During the post-war period, new consolidation work was carried out. However, the waiting times were becoming longer due to the increase in traffic on the road which crosses it with sometimes a 500m queue on either side of the structure. As early as 1967, a new lifting deck bridge was built 100m downstream and in 1975 a budget of 1.4 million Francs was allocated in anticipation of the demolition of the transporter bridge. But on 30 April 1976, through its classification as a historical monument, it avoided destruction.

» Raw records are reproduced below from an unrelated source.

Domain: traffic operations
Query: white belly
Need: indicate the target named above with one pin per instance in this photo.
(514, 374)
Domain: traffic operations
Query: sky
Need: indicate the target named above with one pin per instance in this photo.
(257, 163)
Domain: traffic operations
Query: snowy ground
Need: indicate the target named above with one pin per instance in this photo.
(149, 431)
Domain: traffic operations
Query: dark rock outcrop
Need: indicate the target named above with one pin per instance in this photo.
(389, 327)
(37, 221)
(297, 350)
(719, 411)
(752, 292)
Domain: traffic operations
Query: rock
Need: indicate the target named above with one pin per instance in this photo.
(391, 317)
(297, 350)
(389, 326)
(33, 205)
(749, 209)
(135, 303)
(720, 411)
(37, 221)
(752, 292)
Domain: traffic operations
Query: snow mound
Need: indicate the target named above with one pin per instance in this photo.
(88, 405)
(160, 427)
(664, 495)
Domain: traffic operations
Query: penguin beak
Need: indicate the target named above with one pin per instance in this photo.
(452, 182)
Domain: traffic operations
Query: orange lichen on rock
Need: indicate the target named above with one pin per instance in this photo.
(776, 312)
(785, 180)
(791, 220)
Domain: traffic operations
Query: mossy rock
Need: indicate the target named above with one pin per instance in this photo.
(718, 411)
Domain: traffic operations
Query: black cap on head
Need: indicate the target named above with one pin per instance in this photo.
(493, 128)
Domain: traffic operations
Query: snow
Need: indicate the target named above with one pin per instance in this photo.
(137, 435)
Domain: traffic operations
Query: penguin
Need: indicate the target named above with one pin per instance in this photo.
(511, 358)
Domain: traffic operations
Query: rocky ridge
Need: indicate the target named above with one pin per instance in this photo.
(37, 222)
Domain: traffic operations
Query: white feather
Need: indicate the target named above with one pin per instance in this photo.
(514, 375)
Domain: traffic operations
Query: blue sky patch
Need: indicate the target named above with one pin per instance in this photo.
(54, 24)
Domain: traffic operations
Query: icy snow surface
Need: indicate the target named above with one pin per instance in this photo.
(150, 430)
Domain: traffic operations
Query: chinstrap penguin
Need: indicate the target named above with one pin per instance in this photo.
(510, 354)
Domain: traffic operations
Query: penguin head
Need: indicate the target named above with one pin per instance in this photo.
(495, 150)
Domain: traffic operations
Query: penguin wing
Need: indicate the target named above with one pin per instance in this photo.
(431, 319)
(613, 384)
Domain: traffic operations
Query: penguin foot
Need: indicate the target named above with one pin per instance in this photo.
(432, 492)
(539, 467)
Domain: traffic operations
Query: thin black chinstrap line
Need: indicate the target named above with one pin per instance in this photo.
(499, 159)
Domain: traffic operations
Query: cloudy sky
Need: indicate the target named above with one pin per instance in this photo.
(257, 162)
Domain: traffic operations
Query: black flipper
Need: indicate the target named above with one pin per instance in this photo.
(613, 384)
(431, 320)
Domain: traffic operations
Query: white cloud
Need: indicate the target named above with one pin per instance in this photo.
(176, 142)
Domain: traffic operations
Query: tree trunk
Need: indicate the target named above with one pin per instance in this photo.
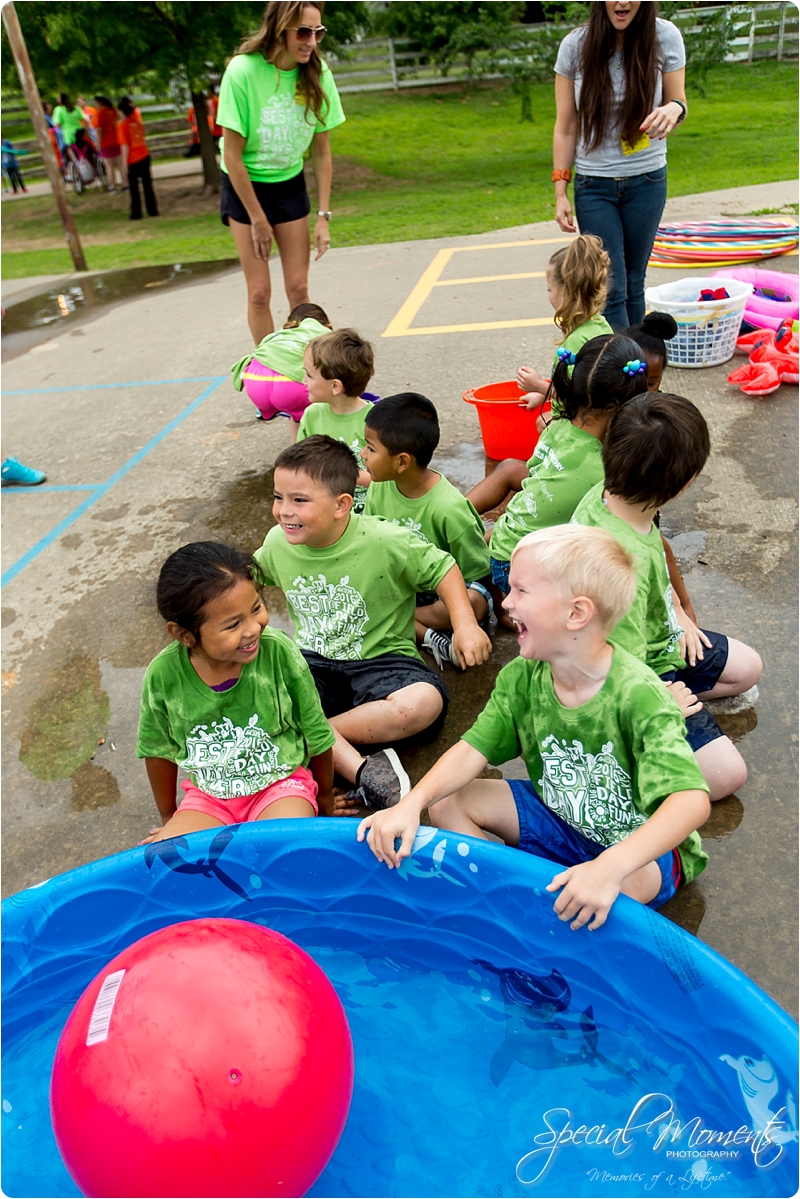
(210, 169)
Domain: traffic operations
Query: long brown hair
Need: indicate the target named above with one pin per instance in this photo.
(581, 271)
(270, 40)
(639, 64)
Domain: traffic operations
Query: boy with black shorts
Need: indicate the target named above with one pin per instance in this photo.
(350, 584)
(402, 433)
(655, 446)
(614, 794)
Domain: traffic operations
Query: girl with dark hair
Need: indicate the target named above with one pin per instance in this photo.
(106, 121)
(651, 335)
(590, 386)
(619, 91)
(276, 98)
(230, 702)
(136, 160)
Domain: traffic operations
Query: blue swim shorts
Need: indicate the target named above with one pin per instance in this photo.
(543, 833)
(500, 574)
(702, 728)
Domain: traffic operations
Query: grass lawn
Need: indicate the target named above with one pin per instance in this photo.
(444, 163)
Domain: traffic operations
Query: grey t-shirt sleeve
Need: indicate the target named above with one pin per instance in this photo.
(671, 43)
(566, 62)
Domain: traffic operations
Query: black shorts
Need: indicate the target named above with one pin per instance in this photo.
(347, 685)
(281, 202)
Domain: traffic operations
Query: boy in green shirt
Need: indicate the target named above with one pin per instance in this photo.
(402, 433)
(615, 795)
(655, 446)
(338, 367)
(350, 584)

Between 1980 and 1994, the bridge was renovated with funding from the EEC. 7 million Francs was used for the overall renovation: replacement of metal parts of the framework, renovation of the platform of the nacelle, general control of all the metal framework and all the cables, painting etc. Then it was re-inaugurated and put back into service for tourist operations during the summer.

At the same time, the lifting bridge located downstream was replaced by the Martrou viaduct inaugurated in 1991. Built in pre-stressed concrete and having 2 × 2 lanes, it was originally planned for the increase in road traffic, at toll for vehicles outside the Charente-Maritime department up to 1st January 2004. The lift bridge was demolished a few months later; today only the bases of the 4 reinforced concrete piers remain.

At the beginning of 2016, the restoration of the transporter bridge was announced, with the replacement of the full-web deck dating from 1933 by a trellis deck as originally conceived. Crossings aboard the transporter bridge nacelle were interrupted for the duration of the work. The reopening to the public was announced for its 120th anniversary

==Cinema==

From May to August 1966 the ferry served as the backdrop for the opening scene of Jacques Demy's film Les Demoiselles de Rochefort, where the fairground caravan may be seen crossing the Charente, and where the suspended gondola serves as a stage for a choreographic composition. Demy had considered having it painted in pink for his film, but the locals refused.

It also appears many times in the TV movie La boule noire (2014) by Denis Malleval, adapted from the novel by Georges Simenon.